Se vuoi davvero "vivere la matematica", devi saperla leggere, scrivere e parlare, perché ha alfabeto, lessico e sintassi specifici, insomma: ha un linguaggio tutto suo!
Come nella lingua italiana, anche la lingua matematica è fatta di proposizioni che vengono dette enunciati. Ogni enunciato ha un soggetto (ente matematico che compie o subisce l'azione); generalmente ha anche un predicato che ne descrive l'azione.

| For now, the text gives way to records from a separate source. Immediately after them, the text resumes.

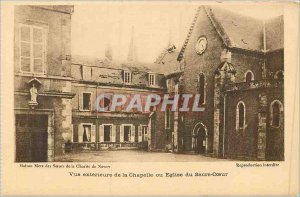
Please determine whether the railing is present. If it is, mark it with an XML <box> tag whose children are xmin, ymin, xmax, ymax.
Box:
<box><xmin>225</xmin><ymin>79</ymin><xmax>284</xmax><ymax>91</ymax></box>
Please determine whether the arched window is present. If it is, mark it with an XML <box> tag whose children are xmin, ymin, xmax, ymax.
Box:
<box><xmin>274</xmin><ymin>70</ymin><xmax>283</xmax><ymax>79</ymax></box>
<box><xmin>198</xmin><ymin>73</ymin><xmax>205</xmax><ymax>104</ymax></box>
<box><xmin>236</xmin><ymin>101</ymin><xmax>246</xmax><ymax>129</ymax></box>
<box><xmin>270</xmin><ymin>100</ymin><xmax>283</xmax><ymax>127</ymax></box>
<box><xmin>245</xmin><ymin>70</ymin><xmax>254</xmax><ymax>82</ymax></box>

Il predicato è il verbo di una frase. Riesci a intuire quali siano i verbi matemagici?
Sono esempi di predicati:
∈ (appartenere a)
⊇ (includere)
⊃ (includere strettamente)
⊆ (essere incluso in)
⊂ (essere incluso strettamente in)
= (essere uguale a)
≠ (essere diverso da)
≈ (essere simile a)
≅ (essere congruente a)
∥ (essere parallelo a)
⊥ (essere perpendicolare a)
> (essere strettamente maggiore di)
≥ (essere maggiore o uguale a)
< (essere strettamente minore di)
≤ (essere minore o uguale a)
∃ (esistere)
∃! (esistere uno/a e uno/a solo/a, cioè esistere esattamente uno/a)
⇒ (implicare come conseguenza)
Sono predicati anche le negazioni dei predicati sopra elencati (non appartenere a, non includere, etc.) che si indicano barrando il simbolo corrispondente con / , come per esempio: ∉ (non appartenere a).
Minore e maggiore sono notazioni che anche la musica utilizza per indicare una relazione d'ordine, cioè la crescenza o la decrescenza dell'intensità del suono:
Hai visto quanti predicati? E sono soltanto alcuni! Si tratta di veri e propri verbi, come nella lingua italiana!
A differenza di quanto accade nella lingua italiana (e in qualsiasi altra), però, gli enunciati di quella matematica hanno una caratteristica: o sono veri o sono falsi ("forse", dipende" o "a volte" in matematica non esistono!).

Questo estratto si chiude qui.